Rhenald memberi contoh kasus First Travel yang terjadi pada tahun 2017 silam. Saat itu pemilik First Travel terbukti melakukan penipuan terhadap jemaah haji dan umroh. Mereka menjanjikan perjalanan ibadah ke tanah suci dengan harga yang sangat murah. Banyak customer yang termakan janji tersebut tanpa mencari banyak informasi terlebih dahulu.
Kepercayaan tersebut rupanya didapat melalui flexing. Kesuksesan yang ditampilkan oleh pendiri First Travel, Andika Surachman dan Aniesa Hasibuan membuat customer percaya bahwa agen perjalanan ini bukan abal-abal.
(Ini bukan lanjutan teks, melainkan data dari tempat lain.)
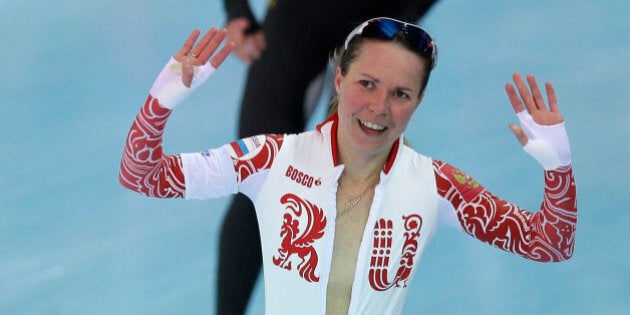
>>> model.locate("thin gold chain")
[337,184,375,219]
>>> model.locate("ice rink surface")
[0,0,630,314]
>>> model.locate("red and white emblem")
[273,194,326,282]
[369,214,422,291]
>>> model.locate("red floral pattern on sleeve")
[433,161,577,262]
[119,95,185,198]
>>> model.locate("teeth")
[359,120,385,131]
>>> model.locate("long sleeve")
[434,161,577,262]
[119,95,185,198]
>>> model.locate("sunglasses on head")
[343,17,437,69]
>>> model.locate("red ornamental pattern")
[232,134,284,183]
[368,214,422,291]
[119,95,185,198]
[273,194,326,282]
[434,161,577,262]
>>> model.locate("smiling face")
[335,40,426,162]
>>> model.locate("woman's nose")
[369,92,389,115]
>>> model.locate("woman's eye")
[395,91,409,99]
[359,80,374,88]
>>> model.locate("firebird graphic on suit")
[120,95,577,314]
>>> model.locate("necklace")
[337,184,375,219]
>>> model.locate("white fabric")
[149,57,216,109]
[182,122,440,315]
[516,110,571,170]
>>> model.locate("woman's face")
[335,40,425,155]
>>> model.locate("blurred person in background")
[222,0,437,314]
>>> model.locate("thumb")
[509,125,529,146]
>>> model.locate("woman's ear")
[335,67,341,95]
[416,92,424,108]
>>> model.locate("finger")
[509,125,529,146]
[545,82,560,112]
[173,28,201,62]
[233,45,251,64]
[527,74,547,110]
[190,27,219,66]
[505,83,525,113]
[199,28,227,64]
[210,42,234,69]
[512,72,536,113]
[182,56,195,87]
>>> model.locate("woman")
[120,18,577,314]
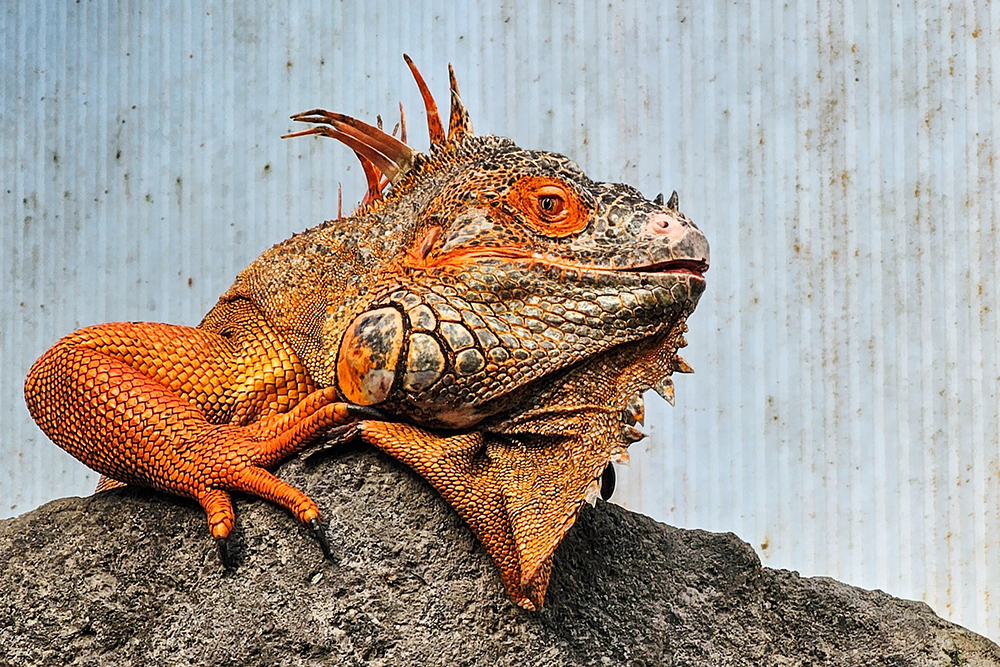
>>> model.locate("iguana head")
[293,58,709,607]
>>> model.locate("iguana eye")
[509,176,588,238]
[538,194,566,220]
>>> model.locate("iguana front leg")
[25,307,372,560]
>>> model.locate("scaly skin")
[25,59,708,609]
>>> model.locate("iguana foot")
[177,388,381,567]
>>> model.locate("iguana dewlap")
[25,58,708,608]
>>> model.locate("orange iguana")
[25,56,708,609]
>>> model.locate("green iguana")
[25,56,708,609]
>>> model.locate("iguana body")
[25,60,708,608]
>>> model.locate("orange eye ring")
[508,176,589,238]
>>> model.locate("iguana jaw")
[360,320,690,609]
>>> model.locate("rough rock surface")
[0,447,1000,666]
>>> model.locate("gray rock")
[0,447,1000,666]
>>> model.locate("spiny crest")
[282,53,472,211]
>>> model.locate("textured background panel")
[0,0,1000,639]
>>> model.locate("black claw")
[309,519,333,560]
[347,404,389,421]
[601,463,615,500]
[215,537,233,570]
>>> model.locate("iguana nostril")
[639,213,685,241]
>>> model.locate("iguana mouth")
[621,259,708,278]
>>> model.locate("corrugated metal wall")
[0,0,1000,639]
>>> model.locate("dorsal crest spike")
[403,53,445,146]
[282,109,419,183]
[667,190,680,211]
[354,151,382,206]
[448,63,472,144]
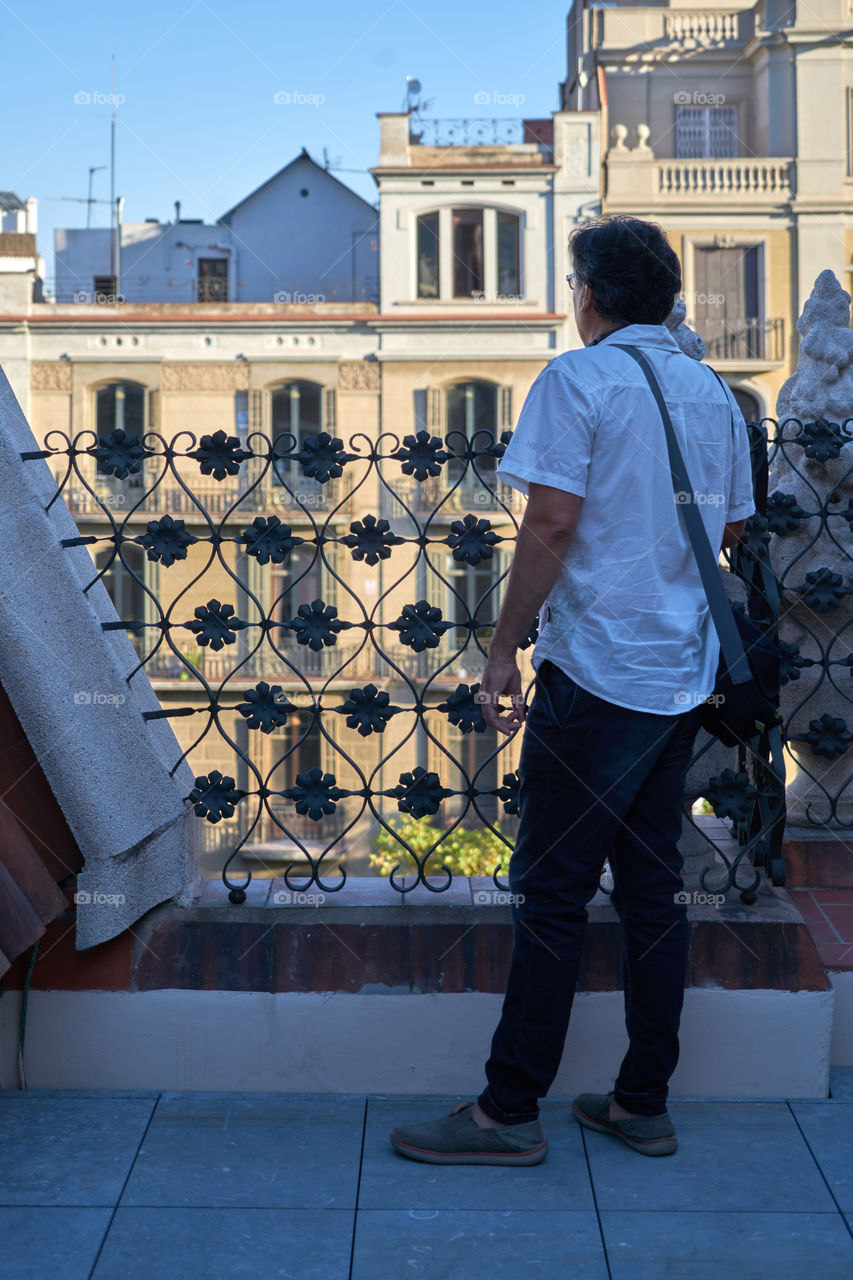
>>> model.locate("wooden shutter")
[248,388,264,431]
[498,387,512,433]
[427,387,444,435]
[323,387,338,435]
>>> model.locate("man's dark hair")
[569,215,681,324]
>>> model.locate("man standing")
[391,216,754,1165]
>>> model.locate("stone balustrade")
[593,6,756,49]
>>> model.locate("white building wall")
[223,155,379,302]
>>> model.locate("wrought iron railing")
[409,116,525,147]
[697,316,785,362]
[24,426,784,902]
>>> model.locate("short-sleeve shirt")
[498,324,754,716]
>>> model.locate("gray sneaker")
[391,1102,548,1165]
[571,1091,679,1156]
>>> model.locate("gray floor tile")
[0,1204,113,1280]
[0,1089,156,1206]
[359,1094,594,1211]
[94,1208,355,1280]
[352,1208,607,1280]
[830,1066,853,1102]
[790,1098,853,1213]
[584,1101,835,1213]
[122,1092,364,1210]
[601,1212,853,1280]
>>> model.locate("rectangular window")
[453,209,483,298]
[418,214,438,298]
[93,275,119,302]
[498,214,521,298]
[694,244,765,361]
[675,106,739,160]
[197,257,228,302]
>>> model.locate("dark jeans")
[478,662,699,1124]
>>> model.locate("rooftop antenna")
[402,76,421,114]
[86,164,106,230]
[110,54,115,278]
[402,76,435,137]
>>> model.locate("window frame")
[410,207,529,307]
[88,378,151,490]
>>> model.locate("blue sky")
[0,0,569,275]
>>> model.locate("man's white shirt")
[498,324,754,716]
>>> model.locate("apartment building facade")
[564,0,853,419]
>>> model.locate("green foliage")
[370,818,511,876]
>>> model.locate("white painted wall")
[54,155,379,302]
[0,988,834,1098]
[223,155,379,302]
[54,223,233,302]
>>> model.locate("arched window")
[95,383,145,484]
[444,381,498,484]
[418,212,438,298]
[270,381,324,483]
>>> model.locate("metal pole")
[110,54,118,277]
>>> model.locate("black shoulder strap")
[611,342,752,685]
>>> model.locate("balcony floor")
[0,1068,853,1280]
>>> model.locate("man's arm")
[480,484,583,733]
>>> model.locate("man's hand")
[476,653,526,733]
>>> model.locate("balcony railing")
[592,5,756,50]
[56,467,351,524]
[24,417,790,902]
[656,159,794,200]
[409,115,526,147]
[380,471,517,521]
[695,316,785,361]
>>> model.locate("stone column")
[767,270,853,833]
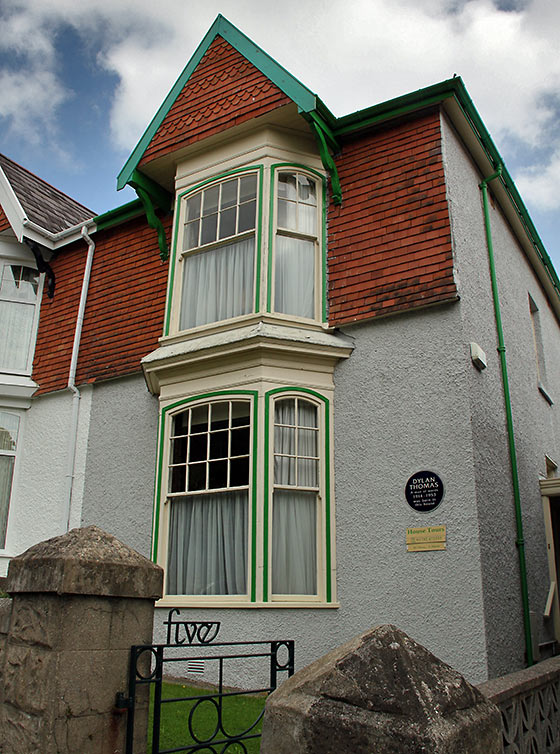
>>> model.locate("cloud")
[0,0,560,213]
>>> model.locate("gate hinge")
[115,691,133,709]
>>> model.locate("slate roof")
[0,154,96,233]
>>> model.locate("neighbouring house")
[0,16,560,681]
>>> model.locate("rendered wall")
[442,113,560,677]
[81,374,158,557]
[1,387,91,573]
[150,304,486,682]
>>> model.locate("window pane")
[297,458,318,487]
[229,457,249,487]
[189,434,208,461]
[187,193,202,220]
[0,411,19,451]
[180,237,255,330]
[274,398,296,425]
[241,201,257,233]
[183,220,200,251]
[191,404,208,432]
[278,199,297,230]
[220,207,237,238]
[187,463,206,492]
[231,427,249,456]
[0,301,35,371]
[167,490,248,595]
[210,402,229,429]
[202,186,220,215]
[0,456,15,547]
[274,236,315,319]
[298,173,317,206]
[200,215,218,246]
[208,461,228,490]
[170,466,187,492]
[210,430,229,458]
[231,401,250,427]
[220,178,238,209]
[171,437,187,463]
[272,490,317,594]
[239,173,257,202]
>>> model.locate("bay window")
[0,264,40,373]
[179,173,257,330]
[155,385,332,606]
[0,411,19,548]
[167,400,251,595]
[274,170,320,319]
[271,397,319,595]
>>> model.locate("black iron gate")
[117,608,294,754]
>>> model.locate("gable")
[139,36,290,165]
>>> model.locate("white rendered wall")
[442,113,560,676]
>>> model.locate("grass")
[148,681,266,754]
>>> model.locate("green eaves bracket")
[128,170,171,262]
[309,113,342,204]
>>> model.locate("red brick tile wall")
[33,209,171,393]
[328,110,457,325]
[140,37,290,165]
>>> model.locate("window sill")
[155,597,340,610]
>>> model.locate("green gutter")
[93,199,144,231]
[479,165,534,666]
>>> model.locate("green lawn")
[148,681,266,754]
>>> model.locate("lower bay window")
[155,388,331,606]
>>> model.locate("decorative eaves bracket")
[23,236,56,298]
[128,170,171,262]
[305,112,342,204]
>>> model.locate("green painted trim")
[134,186,169,262]
[93,199,144,232]
[266,162,327,322]
[117,15,320,190]
[152,390,258,602]
[163,165,264,335]
[128,170,173,212]
[263,387,332,602]
[479,170,534,666]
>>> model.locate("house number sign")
[405,471,443,513]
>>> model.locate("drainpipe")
[479,164,534,666]
[65,225,95,531]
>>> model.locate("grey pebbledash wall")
[442,113,560,677]
[81,375,158,557]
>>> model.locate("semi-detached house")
[0,17,560,680]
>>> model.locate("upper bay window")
[0,264,40,373]
[274,170,319,319]
[173,164,325,335]
[179,173,257,330]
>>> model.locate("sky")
[0,0,560,271]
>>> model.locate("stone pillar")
[260,626,502,754]
[0,526,163,754]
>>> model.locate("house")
[2,16,560,681]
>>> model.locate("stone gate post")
[0,526,163,754]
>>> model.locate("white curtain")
[0,456,14,547]
[272,490,317,594]
[180,237,255,330]
[0,301,35,371]
[272,398,318,594]
[274,235,315,319]
[167,490,248,594]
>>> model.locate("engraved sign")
[406,526,446,552]
[405,471,443,513]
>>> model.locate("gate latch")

Dari situ, customer tidak menaruh curiga dan berani menitipkan uang mereka pada First Travel.
Rhenald kemudian melanjutkan bahwa ada ciri-ciri flexing yang dilakukan oleh orang yang tidak bisa dipercaya, yaitu:
1. Omongannya selalu tentang harta, uang, mudah, dan gampang.
2. Mereka akan menggunakan cara-cara yang membuat anda percaya. Terkadang menggunakan agama.
3. Tidak mempunyai empati. Mereka memamerkan kekayaan di saat orang lain kehilangan pekerjaan karena pandemi COVID-19.
4. Mereka bermuka dua. Di depan mulutnya manis. Namun jika sudah ada yang tertipu, mereka akan berbalik menyalahkan korban.
5. Mereka memiliki penampilan yang sangat menawan.
6. Mereka menunjukkan bawaan yang narsistik.
Setelah menjelaskan fenomena flexing yang saat digandrungi oleh pengguna media sosial, Rhenald meminta penonton agar tidak mudah meniru apa yang sedang trending. “Apa yang dilakukan oleh orang-orang yang flexing ini, don’t do it!” tegasnya.
Ia kemudian mengingatkan penonton agar terus mencari informasi dan tidak mudah terbuai untuk mendapatkan uang dengan cepat dan mudah karena tidak ada yang mudah di dunia ini.